An ossuary is a space designed to be the final resting place for
post-burial skeletal remains. It was most commonly used as a practice due to
overcrowding on cemetery grounds thus excavating the previously buried and
transferring them to the ossuary helped condense the bodies and expand spaces
available. Sizes of the space can range from boxes to buildings and can be seen
all throughout the world. What really catches peoples attentions about
ossuaries are the architectural arrangements in most, it is a shock factor to
see a wall lined with skeletal heads, or in the Sedlec ossuary a magnificent
chandelier made from the bones of hundreds of people. Death has been transformed into an art form,
the human skeleton has transcended its meaning has being the basis of a body
and now visually takes on another meaning. Ossuaries have drawn so much
attention that countries with prominent ossuaries have industrialized seeing
the dead and it thrives as being a tourist attraction. Why does death attract
so many people? Why are humans so intrigued by the human skeleton and what can
we interpret about these interaction with these spaces?

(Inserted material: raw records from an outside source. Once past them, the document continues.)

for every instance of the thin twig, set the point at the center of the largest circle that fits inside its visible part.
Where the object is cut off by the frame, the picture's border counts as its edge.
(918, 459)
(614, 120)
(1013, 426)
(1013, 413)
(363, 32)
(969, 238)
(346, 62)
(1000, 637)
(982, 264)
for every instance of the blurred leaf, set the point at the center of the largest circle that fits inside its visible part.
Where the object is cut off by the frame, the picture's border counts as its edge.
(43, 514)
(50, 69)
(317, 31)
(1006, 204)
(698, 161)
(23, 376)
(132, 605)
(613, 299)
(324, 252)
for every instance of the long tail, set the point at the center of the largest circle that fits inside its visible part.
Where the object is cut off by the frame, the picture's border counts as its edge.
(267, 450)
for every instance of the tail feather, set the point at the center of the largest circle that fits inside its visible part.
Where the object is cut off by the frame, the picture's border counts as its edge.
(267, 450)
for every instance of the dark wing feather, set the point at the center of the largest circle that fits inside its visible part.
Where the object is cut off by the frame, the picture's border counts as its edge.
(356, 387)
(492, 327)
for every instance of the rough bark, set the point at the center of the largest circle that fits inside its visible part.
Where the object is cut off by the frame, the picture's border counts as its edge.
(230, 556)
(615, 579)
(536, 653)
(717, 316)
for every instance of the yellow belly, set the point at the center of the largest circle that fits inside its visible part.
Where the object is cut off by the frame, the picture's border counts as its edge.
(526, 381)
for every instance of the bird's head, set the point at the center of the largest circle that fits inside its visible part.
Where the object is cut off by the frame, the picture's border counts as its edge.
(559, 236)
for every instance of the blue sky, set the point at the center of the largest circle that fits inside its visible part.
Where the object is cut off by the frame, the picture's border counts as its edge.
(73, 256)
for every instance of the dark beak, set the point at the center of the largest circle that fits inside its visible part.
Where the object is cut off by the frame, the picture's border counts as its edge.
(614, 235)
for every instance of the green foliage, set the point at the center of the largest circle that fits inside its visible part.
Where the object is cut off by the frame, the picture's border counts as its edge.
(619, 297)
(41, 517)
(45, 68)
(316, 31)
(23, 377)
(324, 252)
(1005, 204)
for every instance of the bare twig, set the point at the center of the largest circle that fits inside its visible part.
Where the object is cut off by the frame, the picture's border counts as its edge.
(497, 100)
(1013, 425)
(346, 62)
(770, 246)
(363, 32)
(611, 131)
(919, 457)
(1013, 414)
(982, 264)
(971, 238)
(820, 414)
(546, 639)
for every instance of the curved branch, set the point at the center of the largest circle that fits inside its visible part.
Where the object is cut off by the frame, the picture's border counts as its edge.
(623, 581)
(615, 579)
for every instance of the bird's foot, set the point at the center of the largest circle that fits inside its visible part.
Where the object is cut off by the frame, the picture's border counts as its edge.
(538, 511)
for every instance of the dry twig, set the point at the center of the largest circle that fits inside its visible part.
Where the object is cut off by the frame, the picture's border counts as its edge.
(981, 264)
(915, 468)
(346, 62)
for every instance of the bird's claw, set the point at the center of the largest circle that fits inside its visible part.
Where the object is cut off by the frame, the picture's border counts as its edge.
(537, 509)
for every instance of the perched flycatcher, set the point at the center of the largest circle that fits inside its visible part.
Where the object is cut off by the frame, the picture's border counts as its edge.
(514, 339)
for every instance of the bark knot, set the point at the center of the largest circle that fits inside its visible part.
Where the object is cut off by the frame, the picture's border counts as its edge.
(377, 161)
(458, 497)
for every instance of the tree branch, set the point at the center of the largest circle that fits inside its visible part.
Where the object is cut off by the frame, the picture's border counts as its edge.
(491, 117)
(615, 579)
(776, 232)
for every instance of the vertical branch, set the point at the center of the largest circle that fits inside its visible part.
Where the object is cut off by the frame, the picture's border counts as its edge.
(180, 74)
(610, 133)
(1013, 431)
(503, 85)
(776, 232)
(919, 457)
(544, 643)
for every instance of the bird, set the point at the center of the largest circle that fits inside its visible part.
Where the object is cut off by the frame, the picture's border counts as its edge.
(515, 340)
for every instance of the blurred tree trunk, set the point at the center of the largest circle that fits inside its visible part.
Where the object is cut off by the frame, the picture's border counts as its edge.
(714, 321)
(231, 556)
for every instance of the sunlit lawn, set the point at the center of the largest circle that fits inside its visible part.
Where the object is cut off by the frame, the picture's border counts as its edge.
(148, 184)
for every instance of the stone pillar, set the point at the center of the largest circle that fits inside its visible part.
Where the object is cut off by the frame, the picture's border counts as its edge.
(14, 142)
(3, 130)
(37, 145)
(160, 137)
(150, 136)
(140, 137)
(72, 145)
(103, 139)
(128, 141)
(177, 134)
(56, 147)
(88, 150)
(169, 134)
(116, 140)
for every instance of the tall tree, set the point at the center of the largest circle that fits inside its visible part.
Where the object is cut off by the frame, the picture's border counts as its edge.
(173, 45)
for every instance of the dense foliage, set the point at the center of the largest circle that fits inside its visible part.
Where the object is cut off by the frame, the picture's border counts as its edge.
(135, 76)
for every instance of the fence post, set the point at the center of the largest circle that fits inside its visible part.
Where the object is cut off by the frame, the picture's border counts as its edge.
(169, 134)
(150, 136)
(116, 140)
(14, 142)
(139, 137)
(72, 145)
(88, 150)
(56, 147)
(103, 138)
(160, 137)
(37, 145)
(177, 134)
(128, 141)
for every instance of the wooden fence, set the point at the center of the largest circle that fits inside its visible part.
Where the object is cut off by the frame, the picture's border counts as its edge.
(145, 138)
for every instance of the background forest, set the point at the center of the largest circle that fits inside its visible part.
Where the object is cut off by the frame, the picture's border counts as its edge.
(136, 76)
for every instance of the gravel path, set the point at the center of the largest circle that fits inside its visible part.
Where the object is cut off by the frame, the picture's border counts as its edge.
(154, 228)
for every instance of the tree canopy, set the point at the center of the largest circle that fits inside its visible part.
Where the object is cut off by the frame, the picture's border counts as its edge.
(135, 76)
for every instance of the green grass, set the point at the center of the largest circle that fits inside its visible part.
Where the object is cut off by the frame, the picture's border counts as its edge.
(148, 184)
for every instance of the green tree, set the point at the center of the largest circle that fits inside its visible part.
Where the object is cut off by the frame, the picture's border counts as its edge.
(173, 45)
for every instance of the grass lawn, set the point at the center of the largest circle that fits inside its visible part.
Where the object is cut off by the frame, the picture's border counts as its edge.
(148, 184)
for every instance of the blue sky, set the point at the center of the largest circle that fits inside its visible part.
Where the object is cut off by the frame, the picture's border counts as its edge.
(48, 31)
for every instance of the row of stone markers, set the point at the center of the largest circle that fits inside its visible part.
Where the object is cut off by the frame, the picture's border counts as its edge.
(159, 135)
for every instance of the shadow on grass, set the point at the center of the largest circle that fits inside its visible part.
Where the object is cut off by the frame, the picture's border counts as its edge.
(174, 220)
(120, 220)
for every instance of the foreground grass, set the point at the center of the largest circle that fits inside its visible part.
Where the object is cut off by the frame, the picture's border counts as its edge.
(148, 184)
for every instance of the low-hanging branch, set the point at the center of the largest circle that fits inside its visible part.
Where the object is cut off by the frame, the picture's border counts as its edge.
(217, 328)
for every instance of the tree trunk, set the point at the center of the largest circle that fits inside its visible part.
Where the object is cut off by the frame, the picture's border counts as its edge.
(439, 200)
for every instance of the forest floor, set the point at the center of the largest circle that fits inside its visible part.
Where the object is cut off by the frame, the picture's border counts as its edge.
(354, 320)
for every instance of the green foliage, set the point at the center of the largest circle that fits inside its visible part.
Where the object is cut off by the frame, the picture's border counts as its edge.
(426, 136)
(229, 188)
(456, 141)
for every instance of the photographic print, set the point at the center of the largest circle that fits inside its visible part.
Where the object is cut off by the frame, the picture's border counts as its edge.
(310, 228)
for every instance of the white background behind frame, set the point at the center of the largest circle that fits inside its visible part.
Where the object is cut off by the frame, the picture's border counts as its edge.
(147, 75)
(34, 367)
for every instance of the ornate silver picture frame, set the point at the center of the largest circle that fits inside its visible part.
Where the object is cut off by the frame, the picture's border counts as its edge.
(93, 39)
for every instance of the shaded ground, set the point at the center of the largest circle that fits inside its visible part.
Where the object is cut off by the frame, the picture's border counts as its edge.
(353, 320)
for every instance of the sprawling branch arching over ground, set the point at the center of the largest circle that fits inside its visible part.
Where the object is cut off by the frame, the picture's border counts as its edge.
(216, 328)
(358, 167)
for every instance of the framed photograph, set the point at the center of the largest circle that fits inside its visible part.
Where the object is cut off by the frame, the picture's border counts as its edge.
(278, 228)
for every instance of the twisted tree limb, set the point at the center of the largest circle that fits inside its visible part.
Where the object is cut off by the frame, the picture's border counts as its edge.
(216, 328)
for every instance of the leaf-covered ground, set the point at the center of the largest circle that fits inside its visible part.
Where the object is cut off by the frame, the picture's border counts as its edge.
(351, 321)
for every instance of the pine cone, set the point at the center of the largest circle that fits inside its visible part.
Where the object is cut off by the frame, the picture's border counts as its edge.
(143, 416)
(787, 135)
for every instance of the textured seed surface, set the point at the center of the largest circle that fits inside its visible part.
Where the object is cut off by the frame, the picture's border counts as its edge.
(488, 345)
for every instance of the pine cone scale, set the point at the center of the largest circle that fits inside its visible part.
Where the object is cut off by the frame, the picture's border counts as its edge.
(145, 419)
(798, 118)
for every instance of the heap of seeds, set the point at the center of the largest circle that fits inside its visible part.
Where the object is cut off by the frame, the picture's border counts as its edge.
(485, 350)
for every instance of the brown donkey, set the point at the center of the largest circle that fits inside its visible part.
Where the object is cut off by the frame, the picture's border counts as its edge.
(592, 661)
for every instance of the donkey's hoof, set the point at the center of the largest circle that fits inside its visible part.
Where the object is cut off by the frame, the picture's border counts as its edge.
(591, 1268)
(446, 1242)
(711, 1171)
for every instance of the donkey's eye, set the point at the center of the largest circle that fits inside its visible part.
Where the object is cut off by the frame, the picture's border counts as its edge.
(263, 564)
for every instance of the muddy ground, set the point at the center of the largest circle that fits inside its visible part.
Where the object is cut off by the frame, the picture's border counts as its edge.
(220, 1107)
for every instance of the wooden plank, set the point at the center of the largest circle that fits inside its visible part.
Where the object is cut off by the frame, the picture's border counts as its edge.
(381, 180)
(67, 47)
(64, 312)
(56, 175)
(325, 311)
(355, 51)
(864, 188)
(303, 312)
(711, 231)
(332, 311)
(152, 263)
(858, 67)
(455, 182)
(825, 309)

Death is on display and has the eyes
of thousands of people on it every day.
This blog explores two different ossuaries spaces: Sedlec Ossuary
and
the Talpiot tombs. The ossuaries that will be talked about through this
blog all have religious connections, where it be a church or have supposed
connection to Jesus which definitely has effect on their intrigue. The display
and practice of human remains after-death has been intrinsically connected to
religious beliefs of some sort. In early European Christian context there was a
moral and spiritual connection with the skeleton and which it operated as a
‘momento mori’ (Hallam 475). Yet what other factor does viewing death draw a
person in, we all should be relatively aware of what the skeletal body looks
like yet its eerie presence and confirmation that after death we are all doomed
to be nothing but bones. Why are people so intrigued? In an answer to such
questions I believe that the imagery of a skeleton has a strong connection as a
reminder of the inevitable, but also brings a sense of connectivity that we are
all one. The transience of life is projected and timelessly so through these
constructions.
Bones are the architecture of the human body and have been transformed
to being an architectural foundation for an out-of-body material construction.
In looking at the concept of the rites of passage, a body is first separated
from the community and buried after death, it then has to go through transition
of being exhumed and cleansed of the remaining flesh and materials the body was
buried with to be reincorporated into the realm of the ossuary where it
takes on a new identity. Through the exhumation the body still has connection
to a human, a familial connection that with that brings grief and connection
with the living, in some ossuaries this connection has been kept alive with
marking the bones in some sort, be it engraving or painting to personalize the
now unrecognizable. As will be discussed
the Talpiot tombs did have some engravings on the containers yet none on the
bones themselves and neither did the Sedlec. The Sedlec goes to almost the
opposite spectrum of being unable to identify or connect on a personified sense
due to its intrinsic usage of bones. The way people now are able to look and
attempt to articulate the physical construction of skeletal remains emotionally
is all relative to how they are designed.
The designs of ossuaries as visual stimuli effect the emotional response
of the on-lookers, even without ancestral connectivity there is a connection
between the dead and the living that does bring on a feeling of fear and
sadness. Elizabeth Hallam in her essay, Articulating bones: an
epilogue, she is quoted saying bones This labour
with bones “produced tangible, embodied emotions made all the more powerful by
the sense of ‘shared substance’ with the deceased formed through blood ties and
nurturing” (Hallam 479). When the designs are so complex like those in the
Sedlec, it is hard for the eye to articulate something that is so familiar yet
transformed and separated into the strange entities. The way the bones are
condensed together, taking hundreds of different people’s bones and groupings a
display accordingly, makes the naked eye articulate the imagery differently. In
some ossuaries the skeletal body is remained intact, to encompass the
anatomical skeletal arrangement, which allows the viewer to gain more of an eerie
understanding and connection. The bones of humans, which are regularly seen as
connected to a person is now materialized into designs that portray household
items. The attempt to comprehend the almost beauty of craftsmanship to the
relation of a human being is drawing emotional experience that I feel is one of
the main reasons that bring such tourist and social attraction.